Tuesday, May 22, 2007

GALILEE

by Michelle Bitting


for Dorianne


She speaks of blackberries, sweet multitudes of them
outside the house, stepping through the door
to be swallowed by a bulbous green tide. So flush
the blooming waves, neighbors spend Sundays
stooped about yards, hacking unruly nubs,
dark-fruited vines. Jam for eternity she says,
wonders why local markets overcharge
for what's manifold, rampant.

Makes me think of that Fat Cat oil exec,
thick-jowled one from Exxon
with lopsided lips. Who can forget
those seeds-for-eyes, the cartoon-huge cheeks
full of steaming smug loaves,
his ugly mug flooding the internet when
he greased millions during a presumed crisis?
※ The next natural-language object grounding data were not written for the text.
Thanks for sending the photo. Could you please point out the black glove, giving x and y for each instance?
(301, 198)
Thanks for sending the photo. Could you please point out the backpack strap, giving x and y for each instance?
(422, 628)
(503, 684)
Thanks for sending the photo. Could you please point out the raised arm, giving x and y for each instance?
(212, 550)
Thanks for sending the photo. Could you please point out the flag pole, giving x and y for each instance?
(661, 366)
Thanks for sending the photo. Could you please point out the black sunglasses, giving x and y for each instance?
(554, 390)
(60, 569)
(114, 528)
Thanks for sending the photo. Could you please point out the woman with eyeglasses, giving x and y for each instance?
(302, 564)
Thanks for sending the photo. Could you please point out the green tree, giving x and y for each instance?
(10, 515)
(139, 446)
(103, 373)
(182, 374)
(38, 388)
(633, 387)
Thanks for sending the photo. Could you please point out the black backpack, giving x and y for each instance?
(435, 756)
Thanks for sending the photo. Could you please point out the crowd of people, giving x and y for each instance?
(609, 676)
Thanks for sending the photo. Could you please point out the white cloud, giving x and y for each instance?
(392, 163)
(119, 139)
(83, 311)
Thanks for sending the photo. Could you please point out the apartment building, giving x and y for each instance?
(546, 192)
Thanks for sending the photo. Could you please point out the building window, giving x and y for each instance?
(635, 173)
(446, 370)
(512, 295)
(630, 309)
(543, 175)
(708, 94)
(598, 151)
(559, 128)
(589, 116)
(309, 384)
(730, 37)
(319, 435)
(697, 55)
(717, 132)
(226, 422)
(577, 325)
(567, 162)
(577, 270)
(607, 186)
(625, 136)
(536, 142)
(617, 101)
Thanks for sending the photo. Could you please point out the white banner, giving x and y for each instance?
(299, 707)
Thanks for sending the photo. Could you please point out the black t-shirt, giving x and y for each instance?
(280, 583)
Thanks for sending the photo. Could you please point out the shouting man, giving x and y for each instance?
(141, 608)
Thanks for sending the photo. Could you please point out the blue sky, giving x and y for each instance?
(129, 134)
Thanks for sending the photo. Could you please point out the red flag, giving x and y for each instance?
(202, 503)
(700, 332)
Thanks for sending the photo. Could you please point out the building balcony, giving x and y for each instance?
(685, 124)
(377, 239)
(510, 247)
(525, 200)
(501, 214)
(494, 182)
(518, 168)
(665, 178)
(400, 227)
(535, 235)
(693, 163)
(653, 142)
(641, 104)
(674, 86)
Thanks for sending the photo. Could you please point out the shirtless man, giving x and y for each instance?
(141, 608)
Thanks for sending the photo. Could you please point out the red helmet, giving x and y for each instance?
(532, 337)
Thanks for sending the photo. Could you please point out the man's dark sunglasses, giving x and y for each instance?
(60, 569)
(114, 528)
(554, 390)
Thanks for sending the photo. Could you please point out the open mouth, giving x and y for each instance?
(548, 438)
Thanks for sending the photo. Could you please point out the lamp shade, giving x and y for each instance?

What if plenty were enough, the crowded mouth
of one relieved by another too tired, too hungry to speak?
What if Jesus hadn't been such a loser,
had made disciples middlemen? Imagine bread
and fish wrangled, wrung through sweetheart pacts--
the profit crops, women and wine dealt, in the end,
to an elite few, while thousands grovel on hot
and dusty shores, swept away,
in time, by a sea of shimmering opulence.


Michelle Bitting has work forthcoming or published in Glimmer Train, Swink, Prairie Schooner, Poetry Daily, Narrative, Small Spiral Notebook, Nimrod, The Southeast Review, Many Mountains Moving, Passages North, The Comstock Review, Poetry Southeast, Vox, Rattle, Gargoyle and others. She has won the Glimmer Train, Rock & Sling Virginia Brendemeuhl Award and Poets On Parnassus Poetry Competitions. Formerly a dancer and a chef, she volunteers extensively with the hungry and homeless. She lives in Los Angeles with her husband, actor Phil Abrams, and their two children. Visit her website. She says, "At this point, I write because I have to. There is just no other way to survive."